Of the $17.2B in revenue generated from Disney's media business, slightly more than two-thirds came from cable networks. The other third came from broadcasting. As for the $10.8B in revenue generated from parks & resorts, interestingly, an impressive 22% came from international markets. Moreover, international sales increased by 6% in parks & resorts and was virtually flat for domestic in 2010. As one can imagine, this category has low operating margins at 12.2%.
It is particularly noteworthy that the company grew internationally in resorts. This is the second chief reason I am bullish on Disney. While the company has a worldwide appeal, I believe it has incredible potential to tap much further in the emerging markets. The timelessness of the brand can be made compatible in other nations. Disney's stellar management has taken steps in the right direction over the years.
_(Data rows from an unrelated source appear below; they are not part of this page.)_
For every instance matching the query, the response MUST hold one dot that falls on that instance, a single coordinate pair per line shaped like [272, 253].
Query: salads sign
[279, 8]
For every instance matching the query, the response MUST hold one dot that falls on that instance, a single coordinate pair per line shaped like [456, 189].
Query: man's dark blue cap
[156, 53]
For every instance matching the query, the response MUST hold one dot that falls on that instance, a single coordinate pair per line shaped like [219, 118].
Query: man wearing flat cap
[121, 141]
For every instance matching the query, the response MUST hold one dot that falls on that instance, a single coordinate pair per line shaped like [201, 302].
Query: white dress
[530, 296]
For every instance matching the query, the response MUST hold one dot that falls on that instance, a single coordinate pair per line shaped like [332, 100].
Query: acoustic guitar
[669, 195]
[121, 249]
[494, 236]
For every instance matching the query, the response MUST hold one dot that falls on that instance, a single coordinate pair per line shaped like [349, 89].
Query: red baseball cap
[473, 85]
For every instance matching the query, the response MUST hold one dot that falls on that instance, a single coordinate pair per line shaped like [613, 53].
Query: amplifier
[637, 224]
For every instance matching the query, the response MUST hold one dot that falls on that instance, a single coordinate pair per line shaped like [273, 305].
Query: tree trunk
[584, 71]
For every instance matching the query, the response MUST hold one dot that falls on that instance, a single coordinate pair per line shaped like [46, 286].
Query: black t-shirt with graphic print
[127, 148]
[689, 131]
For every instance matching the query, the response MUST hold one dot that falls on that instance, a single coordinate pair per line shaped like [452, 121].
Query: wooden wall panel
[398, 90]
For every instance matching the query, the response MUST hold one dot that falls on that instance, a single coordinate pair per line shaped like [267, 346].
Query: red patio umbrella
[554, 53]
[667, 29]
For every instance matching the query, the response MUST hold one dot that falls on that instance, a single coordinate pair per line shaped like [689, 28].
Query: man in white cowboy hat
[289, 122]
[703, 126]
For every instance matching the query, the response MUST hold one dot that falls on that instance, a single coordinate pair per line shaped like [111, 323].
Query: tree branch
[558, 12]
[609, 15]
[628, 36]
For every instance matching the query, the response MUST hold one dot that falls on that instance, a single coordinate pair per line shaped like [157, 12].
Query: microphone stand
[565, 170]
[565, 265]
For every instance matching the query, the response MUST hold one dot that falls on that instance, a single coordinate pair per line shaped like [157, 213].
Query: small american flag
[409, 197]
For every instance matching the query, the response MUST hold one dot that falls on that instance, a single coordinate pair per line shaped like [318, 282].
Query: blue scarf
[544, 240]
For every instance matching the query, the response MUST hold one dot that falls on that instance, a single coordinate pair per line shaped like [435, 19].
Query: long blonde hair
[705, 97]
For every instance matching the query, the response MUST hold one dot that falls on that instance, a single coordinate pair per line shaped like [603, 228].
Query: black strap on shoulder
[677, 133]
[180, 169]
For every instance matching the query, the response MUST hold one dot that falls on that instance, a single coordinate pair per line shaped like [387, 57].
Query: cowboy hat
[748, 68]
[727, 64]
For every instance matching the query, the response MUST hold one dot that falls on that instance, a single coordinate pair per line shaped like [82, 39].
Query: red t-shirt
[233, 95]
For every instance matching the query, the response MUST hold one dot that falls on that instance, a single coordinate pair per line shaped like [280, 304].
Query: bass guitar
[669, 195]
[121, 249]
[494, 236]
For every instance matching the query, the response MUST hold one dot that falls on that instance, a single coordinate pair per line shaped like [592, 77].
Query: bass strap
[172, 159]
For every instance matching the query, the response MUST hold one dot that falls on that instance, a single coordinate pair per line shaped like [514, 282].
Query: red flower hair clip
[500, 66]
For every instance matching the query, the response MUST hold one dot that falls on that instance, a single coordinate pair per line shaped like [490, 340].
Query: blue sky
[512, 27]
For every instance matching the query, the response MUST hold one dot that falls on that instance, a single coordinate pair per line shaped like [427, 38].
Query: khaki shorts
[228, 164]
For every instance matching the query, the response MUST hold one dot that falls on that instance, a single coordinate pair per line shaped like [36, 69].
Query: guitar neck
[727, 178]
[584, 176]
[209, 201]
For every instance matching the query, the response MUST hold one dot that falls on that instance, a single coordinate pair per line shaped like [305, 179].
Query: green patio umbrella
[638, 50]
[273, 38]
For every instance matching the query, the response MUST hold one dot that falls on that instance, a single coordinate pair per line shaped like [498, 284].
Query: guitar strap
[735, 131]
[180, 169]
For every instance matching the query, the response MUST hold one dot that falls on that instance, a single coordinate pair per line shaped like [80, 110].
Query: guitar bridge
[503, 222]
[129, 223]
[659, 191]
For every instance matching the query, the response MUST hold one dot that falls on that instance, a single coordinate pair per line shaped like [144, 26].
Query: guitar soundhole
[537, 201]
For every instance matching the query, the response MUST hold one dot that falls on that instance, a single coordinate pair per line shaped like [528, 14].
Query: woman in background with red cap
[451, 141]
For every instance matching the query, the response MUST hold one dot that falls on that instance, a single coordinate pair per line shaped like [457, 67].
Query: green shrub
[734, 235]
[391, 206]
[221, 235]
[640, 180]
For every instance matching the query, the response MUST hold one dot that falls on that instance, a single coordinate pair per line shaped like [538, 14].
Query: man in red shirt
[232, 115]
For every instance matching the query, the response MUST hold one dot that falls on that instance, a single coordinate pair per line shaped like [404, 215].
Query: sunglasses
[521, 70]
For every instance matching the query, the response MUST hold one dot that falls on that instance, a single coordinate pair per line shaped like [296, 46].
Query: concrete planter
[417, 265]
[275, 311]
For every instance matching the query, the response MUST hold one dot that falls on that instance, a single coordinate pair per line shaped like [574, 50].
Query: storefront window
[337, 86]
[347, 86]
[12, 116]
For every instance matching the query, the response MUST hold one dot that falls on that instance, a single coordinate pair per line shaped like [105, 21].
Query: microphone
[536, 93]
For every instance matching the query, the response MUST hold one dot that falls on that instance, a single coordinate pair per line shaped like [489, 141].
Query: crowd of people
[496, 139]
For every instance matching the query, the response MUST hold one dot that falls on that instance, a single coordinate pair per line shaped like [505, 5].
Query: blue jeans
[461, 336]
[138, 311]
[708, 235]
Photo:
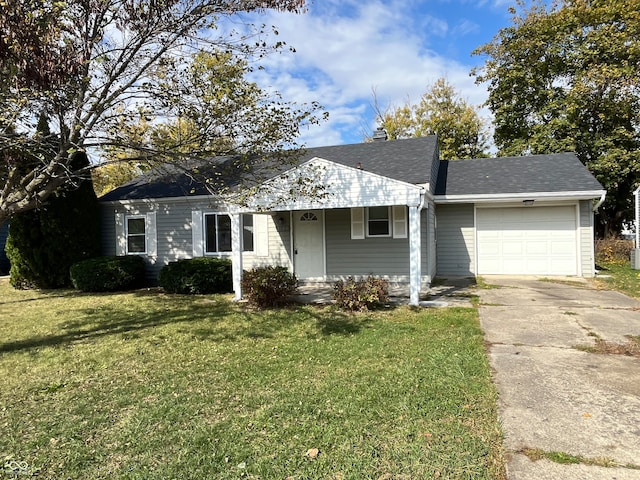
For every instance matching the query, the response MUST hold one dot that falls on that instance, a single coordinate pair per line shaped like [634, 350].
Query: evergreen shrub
[197, 276]
[43, 243]
[108, 274]
[358, 295]
[267, 287]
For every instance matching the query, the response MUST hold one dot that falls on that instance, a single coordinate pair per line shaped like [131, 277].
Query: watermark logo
[15, 469]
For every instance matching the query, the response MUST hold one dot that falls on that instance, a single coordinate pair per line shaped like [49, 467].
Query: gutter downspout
[415, 251]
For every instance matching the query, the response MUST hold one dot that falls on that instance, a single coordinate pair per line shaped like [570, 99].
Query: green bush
[357, 295]
[613, 250]
[108, 274]
[197, 276]
[268, 286]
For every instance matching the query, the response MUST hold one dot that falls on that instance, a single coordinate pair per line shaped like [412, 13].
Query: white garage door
[527, 241]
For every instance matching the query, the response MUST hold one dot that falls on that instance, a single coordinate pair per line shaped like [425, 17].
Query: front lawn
[621, 277]
[149, 386]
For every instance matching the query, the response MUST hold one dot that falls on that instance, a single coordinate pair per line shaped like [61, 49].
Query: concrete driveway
[554, 397]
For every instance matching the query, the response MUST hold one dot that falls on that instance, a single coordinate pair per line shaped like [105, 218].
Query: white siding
[586, 232]
[174, 235]
[455, 234]
[345, 187]
[538, 240]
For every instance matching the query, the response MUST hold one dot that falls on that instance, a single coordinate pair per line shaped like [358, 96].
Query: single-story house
[387, 208]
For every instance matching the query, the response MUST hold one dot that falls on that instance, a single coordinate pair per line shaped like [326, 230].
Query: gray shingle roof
[407, 160]
[561, 172]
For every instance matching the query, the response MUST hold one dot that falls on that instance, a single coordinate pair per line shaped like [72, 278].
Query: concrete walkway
[553, 396]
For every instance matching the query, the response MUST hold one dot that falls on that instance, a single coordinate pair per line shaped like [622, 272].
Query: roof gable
[410, 161]
[550, 173]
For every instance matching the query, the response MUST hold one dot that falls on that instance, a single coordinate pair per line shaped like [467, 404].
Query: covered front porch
[364, 224]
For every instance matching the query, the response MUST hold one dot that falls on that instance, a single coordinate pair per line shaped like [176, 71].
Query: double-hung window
[217, 227]
[218, 233]
[136, 234]
[378, 222]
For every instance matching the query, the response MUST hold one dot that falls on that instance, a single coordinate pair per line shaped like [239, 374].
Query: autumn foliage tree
[441, 111]
[93, 66]
[566, 77]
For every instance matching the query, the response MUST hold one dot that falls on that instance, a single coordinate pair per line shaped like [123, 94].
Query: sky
[345, 50]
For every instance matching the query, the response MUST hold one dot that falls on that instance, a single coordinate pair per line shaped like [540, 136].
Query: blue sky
[346, 49]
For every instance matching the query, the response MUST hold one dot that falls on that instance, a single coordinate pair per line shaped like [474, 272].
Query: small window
[136, 235]
[218, 233]
[247, 233]
[378, 222]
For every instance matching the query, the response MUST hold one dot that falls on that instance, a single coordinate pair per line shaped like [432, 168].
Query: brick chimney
[380, 135]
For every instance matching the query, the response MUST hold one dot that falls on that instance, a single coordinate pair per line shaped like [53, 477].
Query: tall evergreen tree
[45, 242]
[565, 77]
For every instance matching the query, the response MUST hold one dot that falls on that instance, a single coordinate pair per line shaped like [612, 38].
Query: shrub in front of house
[357, 295]
[108, 274]
[197, 276]
[267, 287]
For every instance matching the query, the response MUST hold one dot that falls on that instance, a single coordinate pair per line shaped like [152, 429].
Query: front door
[308, 241]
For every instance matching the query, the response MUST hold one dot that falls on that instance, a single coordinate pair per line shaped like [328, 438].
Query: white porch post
[415, 262]
[236, 255]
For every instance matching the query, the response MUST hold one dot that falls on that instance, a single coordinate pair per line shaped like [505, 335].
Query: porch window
[247, 233]
[378, 222]
[136, 235]
[218, 233]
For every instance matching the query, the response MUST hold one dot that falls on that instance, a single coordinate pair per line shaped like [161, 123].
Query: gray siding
[455, 240]
[586, 232]
[175, 239]
[378, 256]
[429, 241]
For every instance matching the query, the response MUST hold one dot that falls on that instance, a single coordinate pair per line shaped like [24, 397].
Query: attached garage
[527, 240]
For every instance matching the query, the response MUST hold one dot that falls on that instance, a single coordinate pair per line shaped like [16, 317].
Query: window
[378, 222]
[136, 235]
[247, 233]
[218, 233]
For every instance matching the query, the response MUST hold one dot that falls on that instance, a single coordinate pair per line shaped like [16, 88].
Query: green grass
[148, 386]
[621, 277]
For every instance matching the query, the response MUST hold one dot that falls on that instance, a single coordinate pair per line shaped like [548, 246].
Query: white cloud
[346, 49]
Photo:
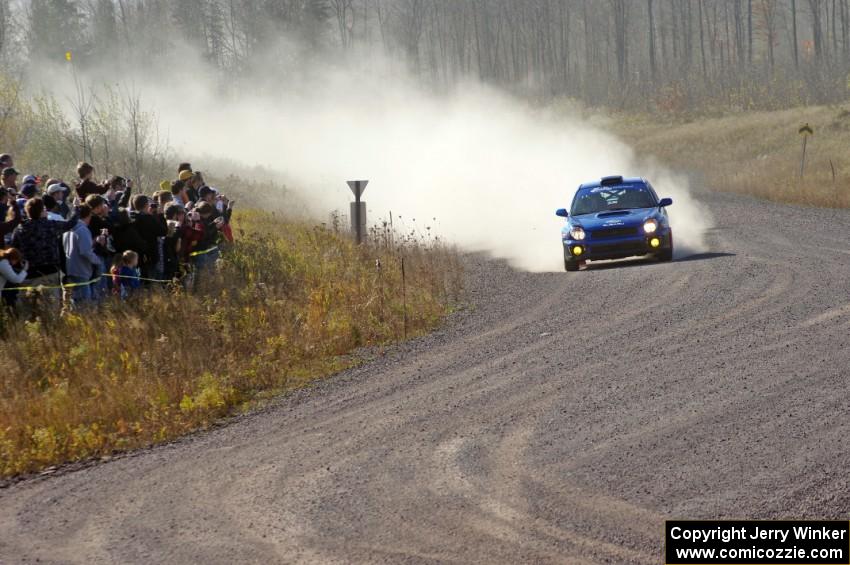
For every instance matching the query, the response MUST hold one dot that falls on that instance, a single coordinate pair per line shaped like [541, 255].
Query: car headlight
[577, 232]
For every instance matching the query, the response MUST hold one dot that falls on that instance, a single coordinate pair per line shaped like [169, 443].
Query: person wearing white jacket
[10, 258]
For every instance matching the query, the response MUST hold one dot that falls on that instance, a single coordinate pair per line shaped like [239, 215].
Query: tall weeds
[287, 304]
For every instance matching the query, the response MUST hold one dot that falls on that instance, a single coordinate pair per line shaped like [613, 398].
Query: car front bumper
[617, 248]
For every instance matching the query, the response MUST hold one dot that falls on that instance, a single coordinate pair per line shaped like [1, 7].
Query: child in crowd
[125, 274]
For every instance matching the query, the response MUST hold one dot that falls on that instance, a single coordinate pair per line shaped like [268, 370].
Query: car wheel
[570, 264]
[666, 254]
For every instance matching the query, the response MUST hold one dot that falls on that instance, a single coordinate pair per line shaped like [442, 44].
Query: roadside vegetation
[290, 303]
To review, Disney has 51% ownership of Disneyland Paris, 40% ownership of Euro Disney S.C.A., and a 47% ownership of Hong Kong Disneyland Resort. It has licenses for Tokyo Disney Resort in Japan. It operates 211 stores in North America, but also 104 stores in Europe and 48 more stores in Japan. Its media business stretches across geographic borders. Pixar, Touchstone Pictures, Dimension, and Walt Disney Pictures have captivated audiences worldwide. The company even distributes the hit Japanese classic, "Spirited Away." While this is a nice start, Disney still nevertheless has a long way to go before it has the sort of appeal that it does in America.
Disney also offers a hidden bonus: its real estate. The iconic Walt Disney Resort in Orlando, Florida sits on 25K acres (most of it unoccupied). For an investor looking to get involved in different asset classes, Disney offers a simplistic solution. This real estate is enhanced by 17 owned and operated hotels on the Orlando resort and 3 more on Disneyland Resort. This portfolio will be enhanced by international expansion, which will give investors nice exposure to real estate in emerging markets. In a stagnating US economy, this reduces much of the risk otherwise inherent in Disney.
Cash flow per share was strong at around $3.65--much higher than that of the market overall. Top-line growth is also solid for such a large company: I estimate 8% to $41.1B from 2010 to 2011 and 6.3% more the following year. Estimates for EPS growth is 20.3%, 16.9%, and 15.1% for 2011, 2012, and 2013, respectively. That puts EPS at $3.35 for 2013.
In conclusion, I believe that Disney has tremendous untapped potential in the global market and is heading the right direction. It is well diversified, has great management, and is undervalued. It currently trades at 13.3x past earnings and 10.8x forward earnings. With a 36.9% discount to its consensus target price of $43.04 and tremendous upside, Mickey Mouse is a brand to strongly consider.